Communists Appear Set For Victory in Bulgaria

One opposition voter in Sofia learns the disappointment of defeat

DARIA was determined but nervous as she went to vote in Sunday's runoff round of Bulgaria's first free elections in more than 40 years. There was also a question of pride in the opposition. No communist candidate had yet won in Sofia, Bulgaria's capital. Opposition candidates won an absolute majority in 18 of the capital's 26 districts in the first round on June 10. In the remaining 8 districts there were runoffs, and her district, she said, was not going to be an exception to this string of opposition victories.
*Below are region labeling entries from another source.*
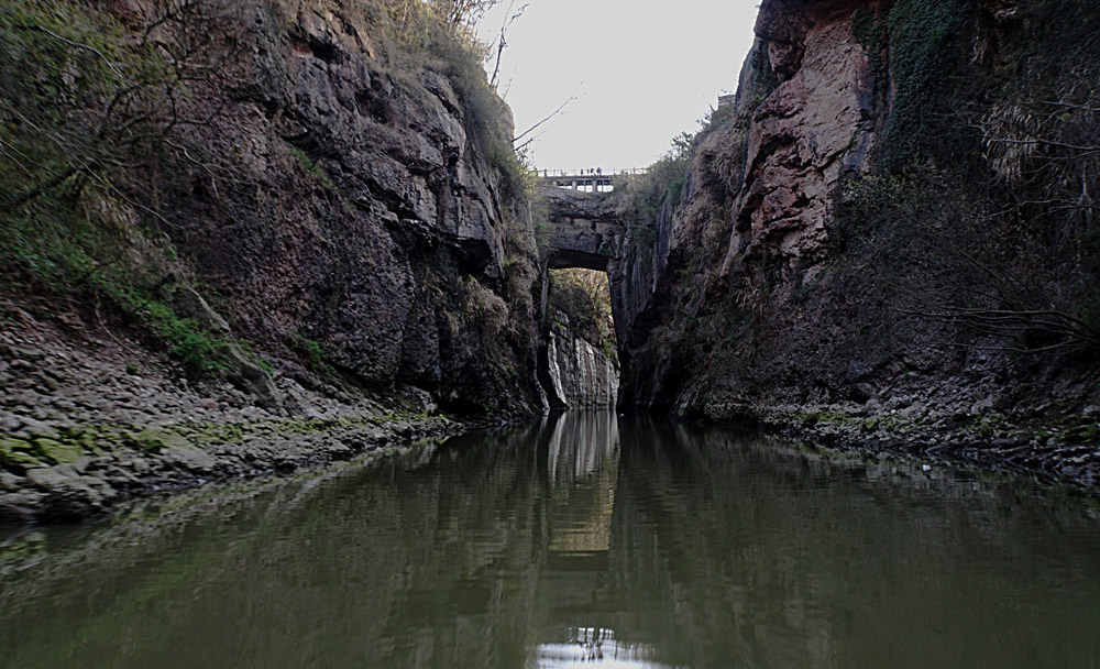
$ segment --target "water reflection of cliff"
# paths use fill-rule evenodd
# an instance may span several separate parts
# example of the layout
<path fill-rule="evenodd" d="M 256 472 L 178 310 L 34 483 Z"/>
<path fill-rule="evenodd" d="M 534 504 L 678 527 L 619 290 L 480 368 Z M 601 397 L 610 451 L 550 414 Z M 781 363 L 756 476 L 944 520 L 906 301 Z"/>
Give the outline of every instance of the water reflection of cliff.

``My district is not going to be the only red spot in Sofia,'' she said. (The ballots of the Bulgarian Socialist Party, the former communists, were red.)

Daria's determination was not lessened by the fact that her husband, who happened to vote in their old district, did not have to vote in the runoffs. In his district, the opposition candidate had already won.

Daria symbolizes the change in Bulgaria. Much of the country's political opposition is found in cities such as the capital and among the youth, but among rural voters the Socialists are regarded as a stabilizing factor.

Her candidate, economist Ljubomir Goshev from the Union of Democratic Forces (UDF), was trailing after Round 1. He stood at 44.8 percent, against the 47.7 percent for this opponent, historian Dragomir Draganov of the Socialist Party.

Daria realized that a Goshev victory would be difficult, but every win was important if the opposition was to stop the communists, who had taken 172 seats in the first round, from winning the necessary 29 of the 81 runoffs to gain a majority in the new 400-member parliament. (At press time, in fact, state-run Sofia Radio said partial results showed the Socialists had won 28 seats in Sunday's runoffs. Twenty-five races were as yet unannounced.)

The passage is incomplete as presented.